From Wheaton to the World-Wide Leader in Sports

Four-time Emmy award-winning producer for ESPN gave Wheaton students an opportunity to see what life is like in sports media from the other side of the lens.

Of all the stories that Andrea Pelkey, Class of 2002, shared with students in a wide-ranging conversation on her career highlights at ESPN, perhaps the one that revealed the secret to her success occurred during her high school days in Palmyra, Maine. She played on the girls’ varsity basketball team at Nokomis Regional High School, and after her team played she would “do color commentary of the boys varsity games for the local cable channel,” she said.

That same work ethic of hers was employed at Wheaton, too, where she played on the varsity field hockey team and worked in the college’s Sports Information Department, writing the wire copy on her team’s games and filing the stories with the Boston Globe and Herald. She told a group of more than eighty students and student-athletes gathered in the Holman Room in Mary Lyon Hall that being a team player helped her make big opportunities for herself. “You have to have a willingness to do whatever it takes,” she said. “Work long hours—nights, weekends, and holidays. Take on weird assignments. For a 6:00 p.m. live report from Gillette Stadium, I would get there at 4:30 in the morning. Not everybody wants to do that. I think being on a team and doing what it takes to win a game—has helped me along the way.”

Andrea began her ESPN career on SportsCenter and College GameDay. She quickly excelled in covering breaking news in the field. She spent fourteen years on the front-lines, covering some of the biggest news and features in the NFL, NBA, the Women’s Final Four, and NASCAR. She put herself through a crash course to learn everything she needed to know about NASCAR drivers, their cars, and their sponsors, almost overnight. “I made flash cards and quizzed myself. It was such a great opportunity.”

In addition to covering six Super Bowls and eleven NBA Finals, she worked in the NBA Bubble at Disney World during the league’s pandemic season. In 2013, Andrea reported from the scene of the Boston Marathon bombing, just blocks from her apartment. After a promotion to the executive ranks, she is now back in the studio as a Coordinating Producer of the network’s flagship program, the 11:00 p.m. SportsCenter.

On Being One of One

“When I started out, women were still taught to keep our head down and move forward. That has changed over the years. The world has changed. My recommendation now is to talk about your experiences. Ask why you might be described as ‘pushy’ but the word ‘stern’ is used to describe your male counterpart.”

She said talking with Jackie MacMullan, a sportswriter for the Boston Globe and ESPN commentator, helped her sense of belonging, despite often being one of one—the only woman in the locker-room. “She and I spoke about this in depth. You shouldn’t have to prove yourself to others in order to belong. You only have to prove yourself to yourself.”

Ties to Wheaton and Teammates Remain Strong

Andrea was initially attracted to Wheaton because of its dual-degree partnership with Emerson College, which gave students at the time an opportunity to earn a Master’s in Broadcast Journalism from Emerson once they had completed their studies at Wheaton.

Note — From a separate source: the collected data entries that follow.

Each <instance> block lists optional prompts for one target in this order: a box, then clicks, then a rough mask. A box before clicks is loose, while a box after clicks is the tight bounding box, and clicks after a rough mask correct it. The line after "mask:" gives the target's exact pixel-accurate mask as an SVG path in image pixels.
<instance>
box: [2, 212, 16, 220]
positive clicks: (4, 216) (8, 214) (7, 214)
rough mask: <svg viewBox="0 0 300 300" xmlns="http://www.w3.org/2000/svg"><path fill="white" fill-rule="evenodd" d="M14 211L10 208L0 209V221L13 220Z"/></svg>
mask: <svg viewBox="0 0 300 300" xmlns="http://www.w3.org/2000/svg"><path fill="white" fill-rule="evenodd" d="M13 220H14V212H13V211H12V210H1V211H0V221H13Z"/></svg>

She majored in sociology at Wheaton and believed that joining the field hockey team would guard against homesickness that first year. “Field hockey was a sport I played every fall, and I needed that consistency between home and college,” she said. “I’m still quite close with my roommates and teammates (a midfielder and goalkeeper). We text with each other every week. On graduation day, we made a pact that we would travel to Italy together when we turned thirty. I’m happy to say that we did that. And ever since, we have made other trips to Europe.”

When asked about specific takeaways from her time at Wheaton that have helped her to succeed, she said, “When people ask about the difference between Wheaton and Emerson, I tell them that Wheaton was where I learned to think. A lot of analytic thinking goes on at Wheaton. For me, Emerson was all about the nuts and bolts—learning how to shoot video, direct, and produce. All those important skills. But the analytic thinking and problem-solving, that’s what I learned at Wheaton.”